Satoshi Nakamoto announced Bitcoin in the “Bitcoin Whitepaper” in 2008.
The Bitcoin Whitepaper describes how to create peer-to-peer electronic money.
All of the design decisions discussed in the whitepaper reflect this objective.
The Bitcoin Whitepaper does not mention “blockchain”.
The
Bitcoin Whitepaper mentions a “timestamp server” based on validating
blocks of transactions that the software it describes uses to establish
the order of transactions over time.
Bitcoin does this in order to solve the “double-spend problem” without resort to “trusted third parties”.
Bitcoin must do this in order to function as peer-to-peer electronic money.
The construction of a public ledger of transactions gathered into blocks and validated using a proof-of-work algorithm in return for economic incentives paid in the currency that the system exists to create is a contingent technical element of doing so.
Blockchains
and proof of work are not original to Bitcoin, there were more
interesting hashing or signature schemes available in 2008, and Nakamoto
Consensus does not represent the first solution to the Byzantine
Generals problem in computer science.
This
use of economic incentives to construct a data structure in an
adversarial environment is Bitcoin’s only technical innovation.
We
can exploit the contingent technical elements of Bitcoin’s design for
peer-to-peer money as primary technical elements if they are appropriate
responses to design challenges that we face elsewhere.
They
are appropriate responses if they support the instantiation of the
project’s stated goal with the same degree of utility that they support
Bitcoin’s stated objective of producing peer-to-peer electronic money,
or at least to a high degree.
Such
instantiations stand a better chance of not being
solutions-in-search-of-a-problem or having broken economic incentive
structures.
The building blocks of the Bitcoin whitepaper can also be exploited as primary concepts if they represent appropriate responses to the conceptual challenges of a project.
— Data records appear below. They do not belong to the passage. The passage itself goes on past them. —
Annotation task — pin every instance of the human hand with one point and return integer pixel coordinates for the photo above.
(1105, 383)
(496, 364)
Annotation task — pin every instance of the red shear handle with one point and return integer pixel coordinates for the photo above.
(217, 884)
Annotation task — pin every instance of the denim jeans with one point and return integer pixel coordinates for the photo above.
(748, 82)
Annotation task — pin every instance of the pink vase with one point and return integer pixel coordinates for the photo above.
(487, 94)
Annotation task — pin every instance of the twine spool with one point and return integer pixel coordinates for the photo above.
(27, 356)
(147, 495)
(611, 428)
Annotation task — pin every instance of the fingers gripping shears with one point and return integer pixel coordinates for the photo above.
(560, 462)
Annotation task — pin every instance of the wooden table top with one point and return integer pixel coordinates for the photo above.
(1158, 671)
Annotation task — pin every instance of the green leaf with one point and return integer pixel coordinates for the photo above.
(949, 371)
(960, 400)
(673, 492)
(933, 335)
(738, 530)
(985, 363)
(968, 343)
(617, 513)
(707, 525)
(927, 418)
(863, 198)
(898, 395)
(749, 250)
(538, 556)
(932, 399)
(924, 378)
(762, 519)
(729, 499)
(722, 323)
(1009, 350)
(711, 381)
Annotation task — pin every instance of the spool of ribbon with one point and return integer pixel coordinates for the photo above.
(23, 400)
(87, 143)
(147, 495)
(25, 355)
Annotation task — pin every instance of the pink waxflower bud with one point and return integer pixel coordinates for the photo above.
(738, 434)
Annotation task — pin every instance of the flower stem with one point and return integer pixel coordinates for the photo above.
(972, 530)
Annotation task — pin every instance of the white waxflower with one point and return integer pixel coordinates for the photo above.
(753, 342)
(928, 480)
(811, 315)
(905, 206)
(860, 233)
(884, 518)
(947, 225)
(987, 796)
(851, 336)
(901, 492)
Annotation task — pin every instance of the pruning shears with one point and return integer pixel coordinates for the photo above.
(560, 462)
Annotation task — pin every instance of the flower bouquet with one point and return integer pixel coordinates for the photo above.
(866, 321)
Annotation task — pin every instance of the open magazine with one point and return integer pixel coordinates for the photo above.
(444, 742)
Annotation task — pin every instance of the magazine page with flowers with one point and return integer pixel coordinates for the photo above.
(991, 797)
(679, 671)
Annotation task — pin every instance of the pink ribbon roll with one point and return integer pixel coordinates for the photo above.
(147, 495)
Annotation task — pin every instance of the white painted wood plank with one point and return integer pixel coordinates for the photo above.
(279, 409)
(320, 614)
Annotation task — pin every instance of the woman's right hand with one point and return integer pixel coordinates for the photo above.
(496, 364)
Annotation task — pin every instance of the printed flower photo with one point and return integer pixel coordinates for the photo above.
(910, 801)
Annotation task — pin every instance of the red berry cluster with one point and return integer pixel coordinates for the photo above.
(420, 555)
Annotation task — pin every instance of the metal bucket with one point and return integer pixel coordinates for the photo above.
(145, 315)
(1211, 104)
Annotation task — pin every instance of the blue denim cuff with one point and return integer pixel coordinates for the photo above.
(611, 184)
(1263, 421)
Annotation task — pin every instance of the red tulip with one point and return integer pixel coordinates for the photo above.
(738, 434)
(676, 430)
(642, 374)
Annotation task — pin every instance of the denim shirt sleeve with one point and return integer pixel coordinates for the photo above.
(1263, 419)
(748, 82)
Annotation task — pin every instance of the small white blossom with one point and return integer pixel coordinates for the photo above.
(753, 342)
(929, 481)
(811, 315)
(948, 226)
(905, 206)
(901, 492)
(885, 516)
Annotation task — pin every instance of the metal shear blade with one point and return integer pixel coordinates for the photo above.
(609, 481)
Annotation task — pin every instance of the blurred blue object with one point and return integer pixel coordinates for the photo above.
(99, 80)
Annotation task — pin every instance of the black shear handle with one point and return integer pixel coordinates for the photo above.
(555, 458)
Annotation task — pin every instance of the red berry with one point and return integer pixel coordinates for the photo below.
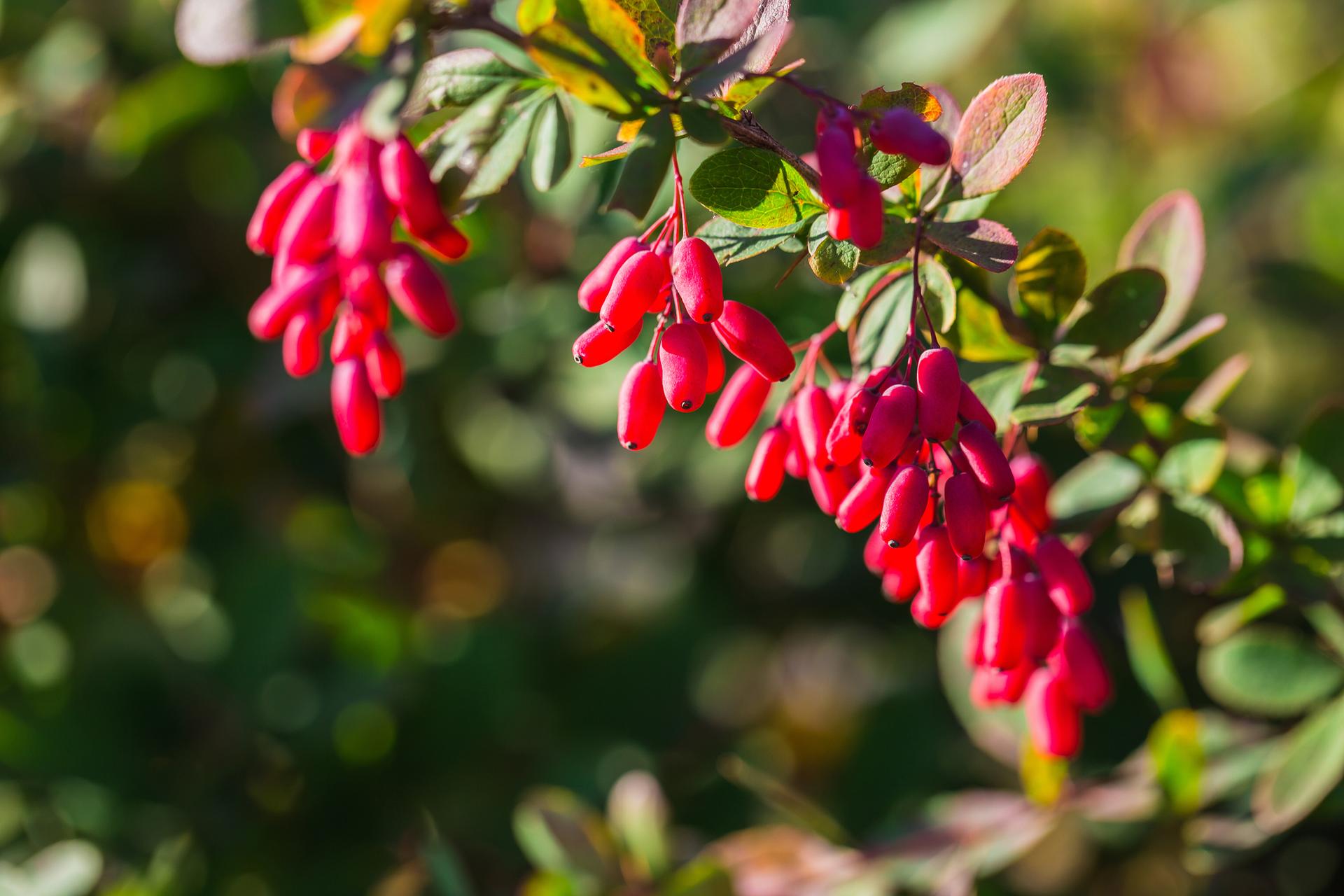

We must be careful not to fetishize or miscast them.
For example “trust” in the Bitcoin Whitepaper appears only in the phrase “trusted third parties”, taken from the writing of Nick Szabo, and refers to the unjust and unavoidable intervention into social relationships of potential opponents that might better be described as “treacherous third parties” in the style of Richard Stallman.
In both the technical and conceptual cases, varying emphasis or adding or removing elements from those present in Bitcoin without sufficiently addressing the impact of doing so or the ideological and economic balance of the resulting system can negatively affect its appropriateness and viability.
It
is therefore vital to understanding how each element of Bitcoin
contributes to doing the one thing that Bitcoin is actually meant to do
and be, and being very careful when seeking to produce systems that
exploit elements of it of it for purposes other than that.
All
of this means that a better question than “does this project need a
blockchain?” would be “what is the conceptual equivalent of peer-to-peer
digital money in this domain and if this is an idea worth pursuing how
would we go about constructing it?”.
That is a more difficult question though.